La Banque définit et expérimente diverses approches dans différentes régions :

  • Afrique : Au Libéria, après une guerre civile qui a duré plusieurs décennies, la capitale, Monrovia, est une décharge à ciel ouvert. Les ordures envahissent les routes, les canaux et les cours d’eau. La Banque mondiale a commencé en 2010 à aider cette ville à gérer ses déchets solides, dans le cadre d’une intervention d’urgence qui avait pour objectif principal d’améliorer la gestion financière, les marchés publics, la gestion des contrats et le recouvrement des coûts. Une décharge contrôlée et deux centres de transfert des ordures ont été construits, les décharges illégales ont été détruites et le taux d’enlèvement des déchets a été porté de 13 % à 50 %.
  • Asie de l’Est et Pacifique : En Chine, le volume des déchets solides collecté dans les villes a considérablement augmenté, passant de 31 millions de tonnes en 1980 à 157 millions en 2009, et devrait atteindre 585 millions de tonnes en 2030 en raison d’une urbanisation effrénée et d’une expansion démographique sans précédent. La Banque mondiale finance un nouveau projet de gestion des déchets solides à Ningbo (a). Il s’agit de mettre en place un système de séparation des ordures ménagères produites par plus de 2 millions d’habitants et de constituer un partenariat public-privé pour financer la construction d’une usine qui traitera les déchets alimentaires produits par les ménages et dans les lieux publics.
  • Europe et Asie centrale : Des pays comme l’Azerbaïdjan (a) déploient des programmes pour récupérer les produits recyclables et pour réduire l’utilisation de matières premières. En outre, certains pays passent de dispositifs centrés sur les villes à des dispositifs régionaux pour l’évacuation et le traitement des déchets, ce qui leur permet de bénéficier d’économies d’échelle.
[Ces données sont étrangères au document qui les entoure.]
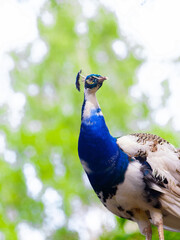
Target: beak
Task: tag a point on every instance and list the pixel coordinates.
(101, 79)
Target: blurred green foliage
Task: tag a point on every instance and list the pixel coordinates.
(47, 136)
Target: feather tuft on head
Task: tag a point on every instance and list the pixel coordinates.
(78, 78)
  • Amérique latine et Caraïbes : Dans trois villes d’Argentine (Mar del Plata, Rosario et Salta), 15 à 30 % des déchets mis en décharge sont d’origine alimentaire. Des stratégies destinées à réduire ce type de déchets (a) ont été élaborées pour ces municipalités : des partenariats visent à sensibiliser l’industrie agroalimentaire au problème, des actions sont menées en coopération avec les réseaux de banques alimentaires afin d’encourager les dons alimentaires, et des programmes d’amélioration du tri et du traitement des déchets alimentaires permettent de produire un compost de qualité.
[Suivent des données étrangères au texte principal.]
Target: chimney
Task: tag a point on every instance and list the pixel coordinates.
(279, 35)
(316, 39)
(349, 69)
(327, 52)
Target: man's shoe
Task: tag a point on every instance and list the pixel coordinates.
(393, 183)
  • Moyen-Orient et Afrique du Nord : Des initiatives récentes ont permis de créer de nouvelles décharges, de lancer des programmes de recyclage et d’améliorer significativement la situation des ramasseurs d’ordures. Deux grandes décharges ont été construites en Cisjordanie et accueillent aujourd’hui les ordures de 1,5 million de personnes. Un troisième projet, dans la bande de Gaza, permettra à près de la moitié de la population de bénéficier de services de collecte durables. Le Maroc encourage les initiatives de valorisation des déchets, dans l’optique d’accroître le taux de recyclage, d’exploiter l’énergie issue des déchets et d’offrir aux ramasseurs d’ordures des opportunités d’emploi formel non précaire.
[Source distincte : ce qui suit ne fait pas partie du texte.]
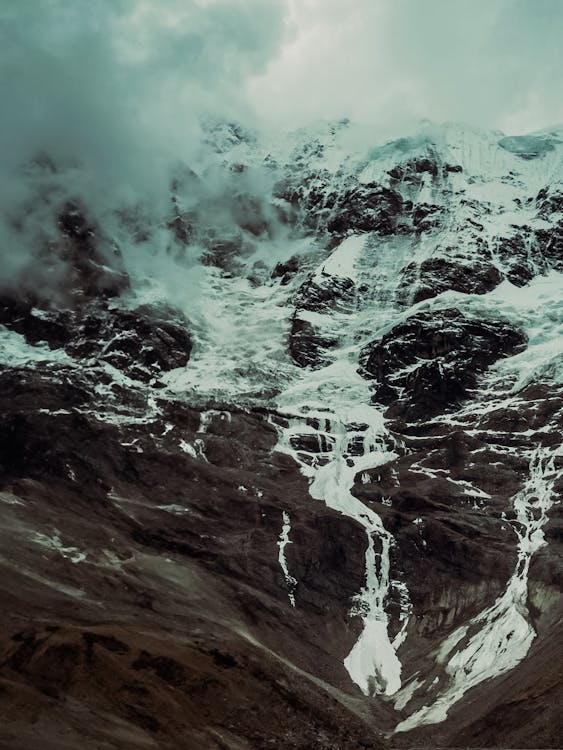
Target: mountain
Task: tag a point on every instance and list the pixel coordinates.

  • Asie du Sud : Au Népal, le Partenariat mondial pour l’aide basée sur les résultats (GPOBA), mis en place par la Banque mondiale, finance un projet innovant (a) qui comble l’écart entre les recettes recouvrées et le coût des services de gestion des déchets solides. En Inde, un projet portant sur l’ensemble de la chaîne de valeur des déchets (collecte-traitement-évacuation) est en cours d’élaboration. Jusqu’à 3 millions de personnes devraient en bénéficier dans plusieurs villes de l’État de l’Uttar Pradesh.